After two hours of digging, I’d defined the skeleton’s edges and top surface, and I began digging down to finish revealing the skull, the spine, the rib cage, the legs. The body had been buried on its side, in a tucked position, much like an Arikara Indian warrior. The knees and hips were flexed to fit into the grave’s four-foot length, and the arms were folded across the chest.
As I exposed the face, I saw that this boy had not lived in the cedar-shake dormitory, the white-boy dormitory; this boy had lived in the separate, unequal building set apart for blacks. His skull, like the one with the shattered mastoid process, bore the distinctive angled teeth and jaws of a Negroid skull, as well as the broad nasal opening and nasal guttering underneath: evolution’s way of allowing Africans to breathe in greater volumes of air—hot, oxygen-poor air—than their Caucasoid cousins in the colder climate of Europe.
Unlike the other African American we’d found, however, this boy’s skull didn’t show obvious signs of physical trauma. Nor, as I pedestalled the remains, did his other bones. That didn’t mean he hadn’t died a violent death, of course; he might well have died of soft-tissue injuries—a ruptured spleen, a ruptured kidney, suffocation—whose telltale signs would have long since melted and slipped into the dark, silent earth.

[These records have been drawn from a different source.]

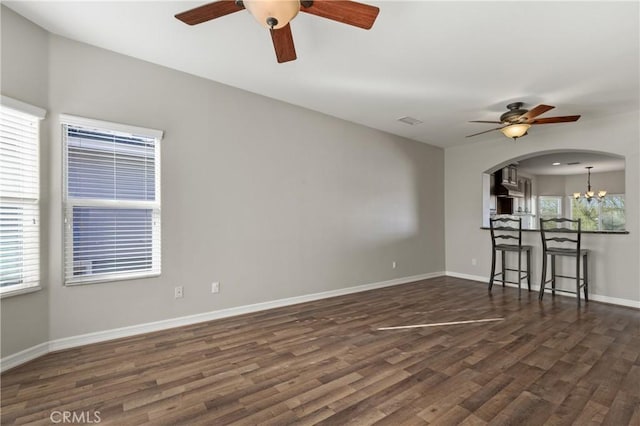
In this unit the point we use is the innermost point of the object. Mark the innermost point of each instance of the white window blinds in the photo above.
(19, 196)
(112, 209)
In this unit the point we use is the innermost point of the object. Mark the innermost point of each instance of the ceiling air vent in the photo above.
(410, 121)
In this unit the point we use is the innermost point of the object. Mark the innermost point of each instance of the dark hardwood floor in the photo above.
(326, 362)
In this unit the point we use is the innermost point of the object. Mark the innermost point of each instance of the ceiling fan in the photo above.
(517, 120)
(276, 14)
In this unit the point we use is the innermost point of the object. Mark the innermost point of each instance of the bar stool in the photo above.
(564, 246)
(508, 228)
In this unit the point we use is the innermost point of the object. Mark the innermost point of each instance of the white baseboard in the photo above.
(26, 355)
(595, 297)
(117, 333)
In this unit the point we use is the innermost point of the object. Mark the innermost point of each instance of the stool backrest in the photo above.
(549, 228)
(504, 229)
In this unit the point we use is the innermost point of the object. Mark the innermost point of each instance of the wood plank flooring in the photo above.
(325, 362)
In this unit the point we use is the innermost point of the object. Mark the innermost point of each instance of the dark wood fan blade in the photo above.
(283, 43)
(533, 113)
(486, 131)
(208, 12)
(348, 12)
(551, 120)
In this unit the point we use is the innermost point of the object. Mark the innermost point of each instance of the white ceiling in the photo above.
(543, 164)
(444, 63)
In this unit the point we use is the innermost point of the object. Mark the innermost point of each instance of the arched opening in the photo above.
(577, 184)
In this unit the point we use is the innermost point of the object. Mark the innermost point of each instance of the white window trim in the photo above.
(557, 197)
(126, 130)
(39, 114)
(570, 199)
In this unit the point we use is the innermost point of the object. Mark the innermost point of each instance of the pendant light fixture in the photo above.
(590, 194)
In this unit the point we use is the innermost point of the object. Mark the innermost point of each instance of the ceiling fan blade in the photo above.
(208, 12)
(486, 131)
(348, 12)
(551, 120)
(283, 43)
(528, 116)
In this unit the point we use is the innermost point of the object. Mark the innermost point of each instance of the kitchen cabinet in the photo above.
(509, 175)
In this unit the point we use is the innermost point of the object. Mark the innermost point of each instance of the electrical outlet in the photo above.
(178, 292)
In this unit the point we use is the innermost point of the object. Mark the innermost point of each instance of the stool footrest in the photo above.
(547, 282)
(549, 290)
(566, 276)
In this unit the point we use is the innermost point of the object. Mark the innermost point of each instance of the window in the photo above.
(607, 215)
(19, 196)
(112, 201)
(549, 207)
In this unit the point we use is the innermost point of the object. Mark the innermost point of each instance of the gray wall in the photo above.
(25, 64)
(615, 258)
(271, 200)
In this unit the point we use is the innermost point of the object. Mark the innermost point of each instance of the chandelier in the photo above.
(589, 194)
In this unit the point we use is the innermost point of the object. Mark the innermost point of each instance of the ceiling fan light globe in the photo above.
(515, 130)
(264, 11)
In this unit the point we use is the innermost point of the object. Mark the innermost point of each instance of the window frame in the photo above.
(33, 202)
(558, 198)
(69, 202)
(598, 204)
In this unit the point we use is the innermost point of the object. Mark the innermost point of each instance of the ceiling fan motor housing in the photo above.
(515, 111)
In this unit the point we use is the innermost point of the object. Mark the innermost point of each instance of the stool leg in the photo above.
(519, 271)
(578, 279)
(493, 268)
(503, 268)
(585, 275)
(544, 275)
(553, 274)
(529, 269)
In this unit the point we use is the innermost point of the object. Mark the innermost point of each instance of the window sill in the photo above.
(20, 291)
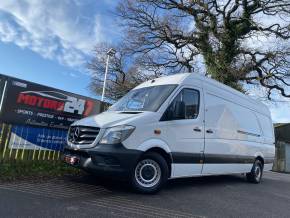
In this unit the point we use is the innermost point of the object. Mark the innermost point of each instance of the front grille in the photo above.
(82, 134)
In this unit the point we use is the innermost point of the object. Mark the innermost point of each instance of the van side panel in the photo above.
(236, 134)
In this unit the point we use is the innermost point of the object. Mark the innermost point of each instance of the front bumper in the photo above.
(108, 160)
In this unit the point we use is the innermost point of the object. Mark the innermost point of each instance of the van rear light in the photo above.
(82, 134)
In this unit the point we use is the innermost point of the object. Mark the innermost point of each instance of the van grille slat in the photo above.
(82, 134)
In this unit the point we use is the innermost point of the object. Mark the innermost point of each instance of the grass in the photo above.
(35, 170)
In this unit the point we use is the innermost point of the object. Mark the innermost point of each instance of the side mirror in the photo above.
(179, 110)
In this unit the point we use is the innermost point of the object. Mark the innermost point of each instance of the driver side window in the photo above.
(184, 106)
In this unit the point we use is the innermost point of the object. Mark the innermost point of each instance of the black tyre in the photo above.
(255, 176)
(150, 173)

Here and there, shards of rotted cotton—the thickest layers of fabric and stitching—remained draped over the emerging bones: the shredded waistband of the pants; the ragged collar of the shirt; the rolled hems of the trouser legs.
Using a large pair of tweezers, I began plucking the bits of shirt collar from around the cervical vertebrae. The fabric was denser than I’d expected—more bulk, and also more layers—and the weave seemed odd and complicated, with an odd, oblong lump of material on one side of the neck. Then a realization hit me, with such swiftness and force that I recoiled and lost my balance, falling backward against the wall of the grave.

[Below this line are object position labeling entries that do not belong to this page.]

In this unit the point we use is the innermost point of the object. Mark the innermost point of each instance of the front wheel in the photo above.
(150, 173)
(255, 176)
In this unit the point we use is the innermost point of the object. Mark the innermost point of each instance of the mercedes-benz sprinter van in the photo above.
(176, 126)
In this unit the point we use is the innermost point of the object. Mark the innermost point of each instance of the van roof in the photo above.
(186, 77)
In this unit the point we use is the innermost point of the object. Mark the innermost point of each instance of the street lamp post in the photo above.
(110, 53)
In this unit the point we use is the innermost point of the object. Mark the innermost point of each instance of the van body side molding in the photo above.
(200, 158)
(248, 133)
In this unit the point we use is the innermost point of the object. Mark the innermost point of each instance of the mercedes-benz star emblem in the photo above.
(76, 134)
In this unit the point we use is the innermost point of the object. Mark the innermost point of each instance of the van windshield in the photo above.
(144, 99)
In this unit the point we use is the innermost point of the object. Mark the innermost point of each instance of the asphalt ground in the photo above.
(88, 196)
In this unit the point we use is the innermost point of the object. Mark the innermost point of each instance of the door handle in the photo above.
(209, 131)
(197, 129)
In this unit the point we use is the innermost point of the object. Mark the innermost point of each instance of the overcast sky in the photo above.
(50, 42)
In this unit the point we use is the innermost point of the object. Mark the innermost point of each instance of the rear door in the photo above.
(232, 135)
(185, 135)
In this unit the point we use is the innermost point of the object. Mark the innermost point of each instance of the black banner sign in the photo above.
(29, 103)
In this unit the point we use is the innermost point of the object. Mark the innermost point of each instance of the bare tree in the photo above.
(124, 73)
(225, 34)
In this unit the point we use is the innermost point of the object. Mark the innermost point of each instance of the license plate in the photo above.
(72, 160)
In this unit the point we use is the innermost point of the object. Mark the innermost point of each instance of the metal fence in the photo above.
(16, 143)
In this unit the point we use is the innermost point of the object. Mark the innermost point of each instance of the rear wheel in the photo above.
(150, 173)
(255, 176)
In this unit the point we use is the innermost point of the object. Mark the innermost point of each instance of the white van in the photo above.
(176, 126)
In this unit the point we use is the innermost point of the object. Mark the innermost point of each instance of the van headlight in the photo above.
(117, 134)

Lying on this earthen altar was a black boy who had a rope knotted around his neck.
Had he taken his own life, I wondered, in a moment of despair? Or had it been taken from him?
I did not have to wonder long. The questions were answered when I looked closely at the bones of the arms and hands, and found more shreds of rope encircling his wrists.
Word of the find spread quickly across the site, and a spontaneous, solemn gathering took shape around the grave. People looked closely, said almost nothing, spoke only in whispers. Some of the whispers were hushed exchanges between people; others seemed to be prayers, and I saw Rodriguez make the sign of the cross as his lips moved silently. It was curious: every boy we’d found here had been murdered, yet people’s reaction to the previous five skeletons had been matter-of-fact—not blasé, exactly, but not particularly surprised or distressed. Now, as I scanned the assembled faces, I saw intense, unmasked emotions: shock, grief, fear, horror, anger.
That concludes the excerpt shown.